December 6, 2022

Most top websites are not following best practices in their password policies

By Kevin Lee, Sten Sjöberg, and Arvind Narayanan

Compromised passwords have consistently been the number one cause of data breaches by far, yet passwords remain the most common means of authentication on the web. To help, the information security research community has established best practices for helping users create stronger passwords. These include:

  • Block weak passwords that have appeared in breaches or can be easily guessed.
  • Use a strength meter to give users helpful real-time feedback. 
  • Don’t force users to include specific character-classes in their passwords. 

While these recommendations are backed by rigorous research, no one has thoroughly investigated whether websites are heeding the advice.

In a new study, we empirically evaluated compliance with these best practices. We reverse-engineered the password policies at 120 of the top English-language websites, like Google, Facebook, and Amazon. We found only 15 of them were following best practices. The remaining 105 / 120 either leave users at risk for password compromise or frustrated from being unable to use a sufficiently strong password (or both). The following table summarizes our findings:

We compare our key findings with best practices from prior research.

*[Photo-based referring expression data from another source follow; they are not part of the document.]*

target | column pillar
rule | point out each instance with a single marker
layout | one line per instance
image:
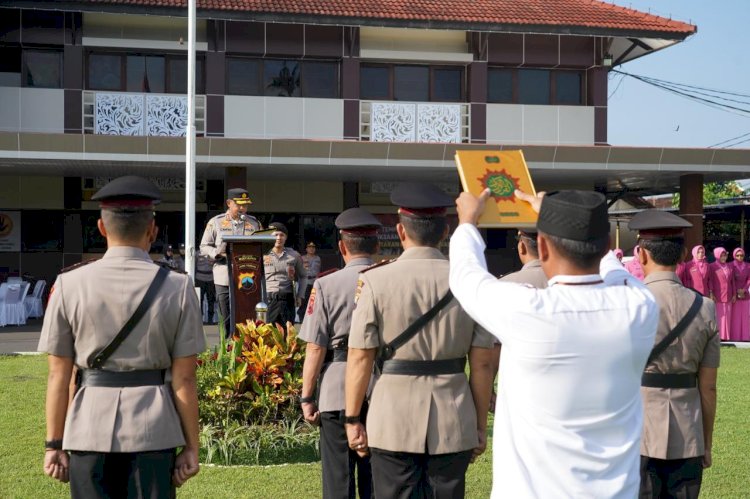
(691, 207)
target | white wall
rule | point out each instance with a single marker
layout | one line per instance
(283, 117)
(523, 124)
(32, 110)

We found that more than half of the websites allowed the most common passwords, like “123456”, to be used. Attackers can guess these passwords with minimal effort, which opens the door to account hijacking.

Amazon allowed us to change the password on our account to “11111111”, a common and easily-guessed password.

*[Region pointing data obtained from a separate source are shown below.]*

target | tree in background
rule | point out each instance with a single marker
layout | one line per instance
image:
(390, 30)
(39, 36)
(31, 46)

Few websites had adopted strength meters, and of those, we found websites misusing meters to encourage complex passwords over strong, hard-to-guess passwords (e.g., preferring the predictable “Password123” over “bdmt7gg82nkc”—which we had randomly generated on our password manager). This not only defeats the purpose of password strength meters, but can lead to more user frustration.

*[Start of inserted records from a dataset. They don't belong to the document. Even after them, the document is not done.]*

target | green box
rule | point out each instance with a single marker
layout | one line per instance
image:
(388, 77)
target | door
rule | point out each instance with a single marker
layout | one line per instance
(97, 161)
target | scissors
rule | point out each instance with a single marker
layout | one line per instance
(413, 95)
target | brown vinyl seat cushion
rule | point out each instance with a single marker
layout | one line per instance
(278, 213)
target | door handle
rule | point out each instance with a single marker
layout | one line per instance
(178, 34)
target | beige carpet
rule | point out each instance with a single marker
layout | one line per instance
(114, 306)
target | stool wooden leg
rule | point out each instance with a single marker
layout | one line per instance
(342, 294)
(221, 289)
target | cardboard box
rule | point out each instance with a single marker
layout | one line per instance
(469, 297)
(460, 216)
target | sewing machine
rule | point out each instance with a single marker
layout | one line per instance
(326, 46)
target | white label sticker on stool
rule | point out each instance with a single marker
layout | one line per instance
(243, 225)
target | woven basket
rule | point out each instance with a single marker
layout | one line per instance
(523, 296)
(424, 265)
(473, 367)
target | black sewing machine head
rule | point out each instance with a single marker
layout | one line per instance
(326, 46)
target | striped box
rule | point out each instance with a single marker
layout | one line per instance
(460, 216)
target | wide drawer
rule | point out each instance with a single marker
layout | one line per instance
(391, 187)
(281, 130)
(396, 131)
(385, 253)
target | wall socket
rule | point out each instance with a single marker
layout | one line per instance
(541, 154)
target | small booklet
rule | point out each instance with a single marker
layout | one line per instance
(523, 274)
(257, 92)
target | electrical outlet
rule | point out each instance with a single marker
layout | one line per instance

Facebook using its password strength meter as a nudge towards incorporating specific character types in passwords.

Finally, we found almost half of the websites requiring users to include specific character-classes in their password, despite decades of research against it and outcry from users themselves

Intuit requires passwords include uppercase characters, lowercase characters, numbers, and symbols.

Our study reveals a huge gap between research and practice when it comes to password policies. Passwords have been heavily researched, yet few websites have implemented password policies that reflect the lessons learned. At the same time, research has not paid attention to practice. In our paper, we discuss ways for both sides to come together to address this disconnect. One idea for future research: directly engage with system administrators, in order to understand their mindset on password security. Perhaps password policy is meant to be security theater—giving users a sense of safety without actually improving security. Or maybe websites have shifted their attention to adopting other authentication technologies, like SMS-based multi-factor authentication (which also suffers from severe weaknesses, as we discovered in previous research on SIM swaps and number recycling). Perhaps websites have to deal with security audits from firms like Deloitte recommending outdated practices. Or maybe websites face other practical constraints that the information security community doesn’t know about. 

Our peer-reviewed paper is located at passwordpolicies.cs.princeton.edu.